Ehlers-Danlos syndrome, vascular type (vEDS) (MIM #130050) is an autosomal dominant disorder caused by mutation in the type III collagen gene, COL3A1, leading to fragility of blood vessels, bowel and uterus that leads to spontaneous rupture. We report a previously undiagnosed vEDS patient with bowel complications. A 20-year-old female patient was referred to our hospital with abdominal pain. Computed tomography showed notable dilatation of the sigmoid colon with intraperitoneal fluid. Laparotomy revealed dilatation of the sigmoid colon, breakdown of serosa and muscularis propria of the sigmoid colon with impending perforation, and intra-abdominal hemorrhage caused by breakdown of the mesenterium. Resection of the sigmoid colon with Hartmann's pouch and an end colostomy were performed. Physical examination showed joint hypermobility, translucent skin with venous prominence and facial structure abnormalities. Genetic analysis using cDNA extracted from the patient's fibroblasts by reverse transcriptase polymerase chain reaction direct sequencing showed a missense mutation within the triple helix region of COL3A1 (c.2150 G>A; Gly717Asp).

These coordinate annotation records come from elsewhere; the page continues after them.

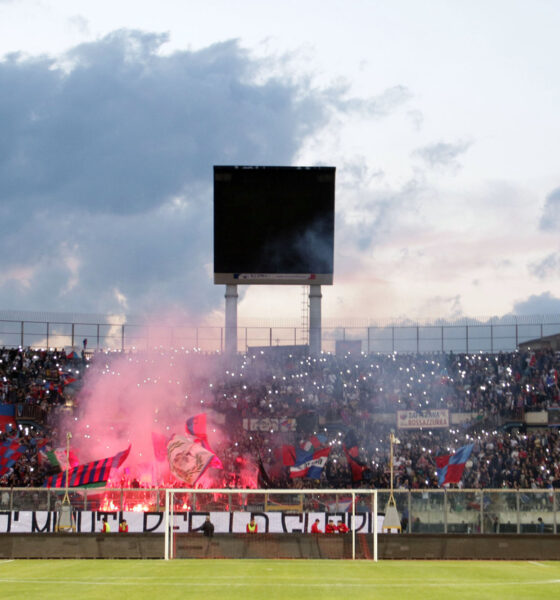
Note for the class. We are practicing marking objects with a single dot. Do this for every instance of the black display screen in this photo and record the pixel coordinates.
(273, 221)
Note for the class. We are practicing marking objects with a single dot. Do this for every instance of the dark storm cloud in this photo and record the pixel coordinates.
(550, 219)
(543, 304)
(127, 128)
(106, 159)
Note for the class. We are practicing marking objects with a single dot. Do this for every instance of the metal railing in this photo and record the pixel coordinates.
(466, 335)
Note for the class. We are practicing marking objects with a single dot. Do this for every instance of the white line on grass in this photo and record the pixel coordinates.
(251, 583)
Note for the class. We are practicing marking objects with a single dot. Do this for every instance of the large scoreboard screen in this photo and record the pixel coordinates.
(274, 225)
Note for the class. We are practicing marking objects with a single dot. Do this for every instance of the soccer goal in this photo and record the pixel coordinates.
(241, 523)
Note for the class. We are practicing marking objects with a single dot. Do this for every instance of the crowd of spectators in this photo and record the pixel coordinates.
(275, 398)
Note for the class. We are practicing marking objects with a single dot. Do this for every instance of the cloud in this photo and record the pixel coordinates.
(543, 304)
(548, 266)
(442, 154)
(106, 162)
(550, 219)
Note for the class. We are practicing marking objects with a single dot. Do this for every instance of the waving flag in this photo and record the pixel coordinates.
(10, 452)
(350, 447)
(94, 474)
(57, 458)
(288, 455)
(7, 416)
(450, 467)
(196, 426)
(188, 459)
(309, 464)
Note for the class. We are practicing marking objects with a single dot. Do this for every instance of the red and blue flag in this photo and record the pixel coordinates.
(10, 452)
(310, 464)
(196, 426)
(450, 467)
(7, 416)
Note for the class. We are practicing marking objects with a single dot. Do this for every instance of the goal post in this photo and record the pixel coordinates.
(310, 523)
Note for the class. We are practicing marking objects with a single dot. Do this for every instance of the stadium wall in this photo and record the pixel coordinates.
(543, 547)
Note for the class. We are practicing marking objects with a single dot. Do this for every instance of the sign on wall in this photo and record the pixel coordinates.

血管型埃勒斯-当洛综合征(vEDS)(MIM #130050)是一种常染色体显性疾病,由III型胶原蛋白基因COL3A1突变引起,导致血管、肠道和子宫脆弱,进而引发自发性破裂。我们报告了一例先前未被诊断出的患有肠道并发症的vEDS患者。一名20岁女性患者因腹痛被转诊至我院。计算机断层扫描显示乙状结肠显著扩张并伴有腹腔内积液。剖腹手术显示乙状结肠扩张,乙状结肠浆膜和固有肌层破裂且即将穿孔,肠系膜破裂导致腹腔内出血。实施了乙状结肠切除并带哈特曼袋及末端结肠造口术。体格检查显示关节活动过度、皮肤半透明且静脉突出以及面部结构异常。通过逆转录聚合酶链反应直接测序,使用从患者成纤维细胞中提取的cDNA进行基因分析,结果显示COL3A1三螺旋区域内存在一个错义突变(c.2150 G>A;Gly717Asp)。